Pro-se litigants are afforded the same right to amend their complaints post-judgment as those who are represented by attorneys. The Bank case you reference clearly states that the right to amend applies BEFORE the complaint is dismissed, which is not the case here and the cases you cite are not on point and do not apply.
These judges don't have to be "nutty" or crooked to rule against you based on your pleadings.
@3:44 --
ReplyDeleteThis is the old "you have to be 'brilliant" like a lawyer to understand the law" trick. I've seen it many times. Re: your points/questions:
(1) I did cite such a case, Randall v. Scott. From that case: "We conclude that the district court erred in applying a heightened pleading standard to Randall's complaint. After Iqbal it is clear that there is no “heightened pleading standard” as it relates to cases governed by Rule 8(a)(2), including civil rights complaints." Next question.

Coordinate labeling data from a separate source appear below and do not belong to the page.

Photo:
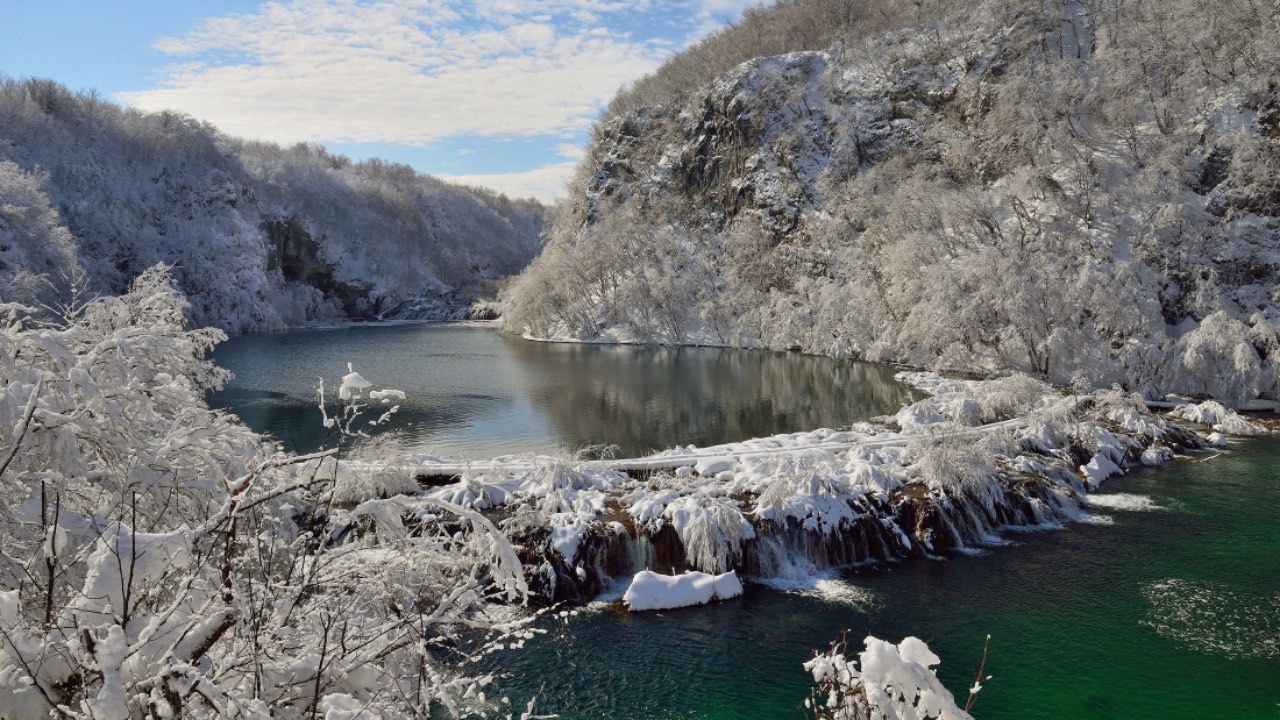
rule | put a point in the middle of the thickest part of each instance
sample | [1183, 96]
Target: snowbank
[650, 591]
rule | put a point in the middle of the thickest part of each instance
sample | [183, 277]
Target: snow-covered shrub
[1216, 415]
[160, 560]
[956, 461]
[885, 682]
[1219, 359]
[808, 491]
[37, 254]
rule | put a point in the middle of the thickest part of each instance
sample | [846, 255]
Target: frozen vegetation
[261, 237]
[160, 560]
[1084, 191]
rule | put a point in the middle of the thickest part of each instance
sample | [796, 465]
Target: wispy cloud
[402, 71]
[545, 183]
[417, 72]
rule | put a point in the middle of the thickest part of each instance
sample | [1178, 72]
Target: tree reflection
[644, 399]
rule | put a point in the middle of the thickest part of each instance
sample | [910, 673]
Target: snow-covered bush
[885, 682]
[160, 560]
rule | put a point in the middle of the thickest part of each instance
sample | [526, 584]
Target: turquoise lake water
[1169, 613]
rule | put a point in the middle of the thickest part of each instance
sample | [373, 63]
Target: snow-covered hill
[1086, 191]
[261, 237]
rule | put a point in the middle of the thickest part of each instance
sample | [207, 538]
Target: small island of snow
[650, 591]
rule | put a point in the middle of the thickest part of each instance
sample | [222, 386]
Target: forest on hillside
[1083, 190]
[260, 237]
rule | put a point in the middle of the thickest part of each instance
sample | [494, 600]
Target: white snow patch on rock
[650, 591]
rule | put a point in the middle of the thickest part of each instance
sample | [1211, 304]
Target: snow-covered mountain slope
[1084, 191]
[261, 237]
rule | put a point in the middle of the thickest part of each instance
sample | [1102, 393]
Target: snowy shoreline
[946, 474]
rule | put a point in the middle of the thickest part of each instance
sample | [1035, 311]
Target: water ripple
[1215, 619]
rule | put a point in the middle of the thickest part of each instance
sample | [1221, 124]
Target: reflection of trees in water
[298, 425]
[644, 399]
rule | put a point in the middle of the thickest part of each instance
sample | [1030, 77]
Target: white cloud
[571, 151]
[545, 183]
[402, 71]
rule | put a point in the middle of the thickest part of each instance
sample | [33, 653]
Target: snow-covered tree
[160, 560]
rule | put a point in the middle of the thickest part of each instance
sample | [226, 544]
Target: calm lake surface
[1169, 613]
[474, 392]
[1161, 614]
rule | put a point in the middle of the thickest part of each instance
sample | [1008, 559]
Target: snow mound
[1219, 417]
[650, 591]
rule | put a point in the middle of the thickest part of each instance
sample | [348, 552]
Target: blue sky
[494, 92]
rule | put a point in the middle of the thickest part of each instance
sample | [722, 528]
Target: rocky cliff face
[995, 190]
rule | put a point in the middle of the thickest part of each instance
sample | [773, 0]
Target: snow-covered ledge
[652, 591]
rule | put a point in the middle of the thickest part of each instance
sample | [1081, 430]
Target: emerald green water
[1079, 624]
[1161, 614]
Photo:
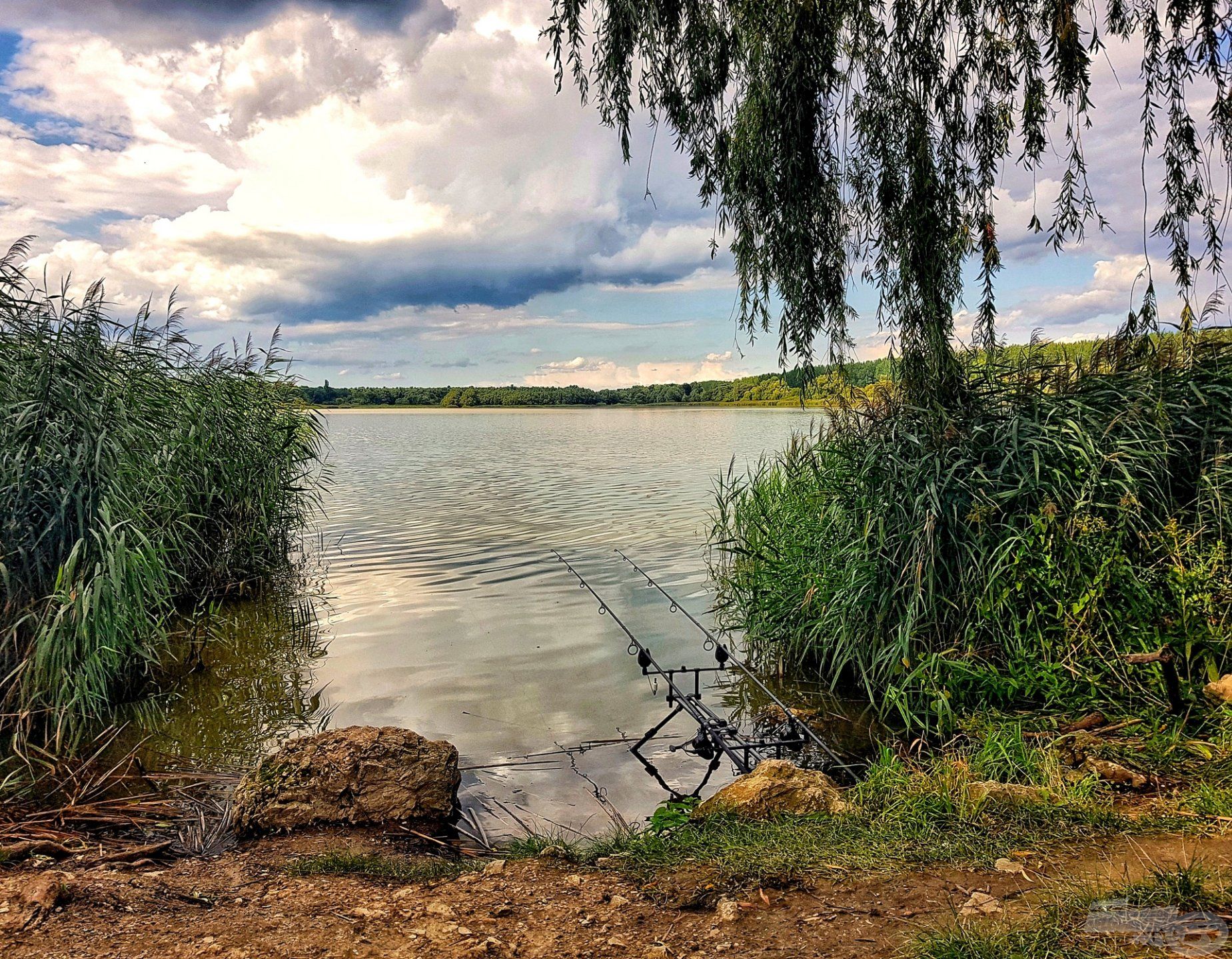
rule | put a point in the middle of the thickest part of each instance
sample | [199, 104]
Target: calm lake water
[448, 612]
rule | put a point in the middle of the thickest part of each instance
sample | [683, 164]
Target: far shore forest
[827, 386]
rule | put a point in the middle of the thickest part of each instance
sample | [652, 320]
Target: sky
[397, 186]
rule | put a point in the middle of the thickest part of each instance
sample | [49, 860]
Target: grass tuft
[377, 866]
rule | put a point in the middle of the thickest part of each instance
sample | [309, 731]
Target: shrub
[139, 480]
[1005, 553]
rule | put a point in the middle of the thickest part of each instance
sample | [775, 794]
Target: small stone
[1113, 772]
[979, 904]
[1221, 690]
[774, 788]
[1009, 866]
[1007, 793]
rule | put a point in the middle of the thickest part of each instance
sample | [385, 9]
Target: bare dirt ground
[245, 904]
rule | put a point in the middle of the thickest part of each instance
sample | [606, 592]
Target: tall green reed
[141, 480]
[1008, 554]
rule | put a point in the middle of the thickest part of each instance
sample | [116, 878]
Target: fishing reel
[700, 745]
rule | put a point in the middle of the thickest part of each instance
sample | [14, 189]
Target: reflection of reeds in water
[850, 728]
[141, 478]
[247, 683]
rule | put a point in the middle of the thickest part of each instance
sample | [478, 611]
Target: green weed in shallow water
[141, 480]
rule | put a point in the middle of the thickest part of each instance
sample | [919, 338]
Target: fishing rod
[724, 655]
[716, 735]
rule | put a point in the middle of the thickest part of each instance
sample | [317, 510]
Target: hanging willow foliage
[834, 135]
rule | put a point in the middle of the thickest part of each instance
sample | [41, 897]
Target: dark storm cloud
[333, 280]
[187, 21]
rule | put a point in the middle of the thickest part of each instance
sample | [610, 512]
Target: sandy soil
[243, 904]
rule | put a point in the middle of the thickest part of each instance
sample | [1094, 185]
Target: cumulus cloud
[398, 175]
[183, 23]
[600, 374]
[301, 171]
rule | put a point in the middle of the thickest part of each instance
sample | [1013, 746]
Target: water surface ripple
[448, 613]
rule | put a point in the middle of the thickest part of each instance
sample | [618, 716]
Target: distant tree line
[824, 386]
[766, 388]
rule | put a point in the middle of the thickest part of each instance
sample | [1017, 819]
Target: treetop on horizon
[837, 133]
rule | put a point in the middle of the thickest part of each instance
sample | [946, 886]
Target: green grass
[905, 814]
[142, 480]
[377, 866]
[1057, 931]
[1004, 554]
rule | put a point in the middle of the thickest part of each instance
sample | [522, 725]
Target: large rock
[358, 775]
[775, 788]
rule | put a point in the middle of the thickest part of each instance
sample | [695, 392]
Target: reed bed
[1005, 554]
[142, 480]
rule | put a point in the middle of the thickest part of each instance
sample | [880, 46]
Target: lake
[446, 611]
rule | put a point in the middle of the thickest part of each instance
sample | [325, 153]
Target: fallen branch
[136, 852]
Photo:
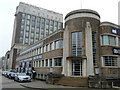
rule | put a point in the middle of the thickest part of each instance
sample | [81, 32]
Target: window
[60, 26]
[28, 22]
[21, 33]
[32, 35]
[110, 61]
[119, 41]
[108, 40]
[94, 48]
[26, 40]
[51, 26]
[23, 15]
[58, 61]
[32, 29]
[28, 16]
[39, 63]
[22, 27]
[42, 63]
[23, 21]
[50, 62]
[37, 30]
[37, 36]
[31, 41]
[55, 26]
[26, 34]
[46, 47]
[77, 44]
[42, 33]
[27, 28]
[51, 46]
[21, 40]
[59, 44]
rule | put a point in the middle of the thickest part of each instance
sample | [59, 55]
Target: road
[8, 84]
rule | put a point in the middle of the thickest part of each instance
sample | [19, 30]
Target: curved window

(2) From Johnson v. City of Shelby, again cited in the post for those who can read: "Federal pleading rules call for "a short and plain statement of the claim showing that the pleader is entitled to relief," Fed. Rule Civ. Proc. 8(a)(2); they do not countenance dismissal of a complaint for imperfect statement of the legal theory supporting the claim asserted. See Advisory Committee Report of October 1955, reprinted in 12A C. Wright, A. Miller, M. Kane, R. Marcus, and A. Steinman, Federal Practice 347*347 and Procedure, p. 644 (2014 ed.) (Federal Rules of Civil Procedure "are designed to discourage battles over mere form of statement"); 5 C. Wright & A. Miller, § 1215, p. 172 (3d ed. 2002) (Rule 8(a)(2) "indicates that a basic objective of the rules is to avoid civil cases turning on technicalities"). In particular, no heightened pleading rule requires plaintiffs seeking damages for violations of constitutional rights to invoke § 1983 expressly in order to state a claim."
The last three sentences reject a heightened pleading standard. Twombly and Iqbal aren't on point in Johnson because the complaint met those standards. Petitioners only had to meet the Rule 8 standards for factual allegations: "Federal pleading rules call for "a short and plain statement of the claim showing that the pleader is entitled to relief," Fed. Rule Civ. Proc. 8(a)(2); they do not countenance dismissal of a complaint for imperfect statement of the legal theory supporting the claim asserted. See Advisory Committee Report of October 1955, reprinted in 12A C. Wright, A. Miller, M. Kane, R. Marcus, and A. Steinman, Federal Practice 347*347 and Procedure, p. 644 (2014 ed.) (Federal Rules of Civil Procedure "are designed to discourage battles over mere form of statement"); 5 C. Wright & A. Miller, § 1215, p. 172 (3d ed. 2002) (Rule 8(a)(2) "indicates that a basic objective of the rules is to avoid civil cases turning on technicalities"). In particular, no heightened pleading rule requires plaintiffs seeking damages for violations of constitutional rights to invoke § 1983 expressly in order to state a claim."
(3) Re: Bank v. Pitt, you are flat-out lying, so you must be a lawyer. From Bank: "This is still true where the plaintiff does not seek leave until after the district court renders final judgment, see Thomas, 847 F.2d at 773 (after district court dismissed plaintiff's complaint with prejudice, plaintiff filed motion for reconsideration that was denied; this court reversed and remanded, directing that plaintiff be permitted to amend his complaint), and even where the plaintiff never seeks leave to amend in the district court, but instead appeals the district court's dismissal, see Sarter v. Mays, 491 F.2d 675, 676 (5th Cir.1974) (complaint dismissed with prejudice and plaintiff appealed; court of appeals stated that "if the complaint does not adequately apprise the defendant of the nature of the plaintiff's claim, the court should allow the plaintiff to amend the pleadings to more plainly delineate the cause of action rather than dismiss the complaint.")
No need to split hairs to see that you are wrong on every point. Congrats.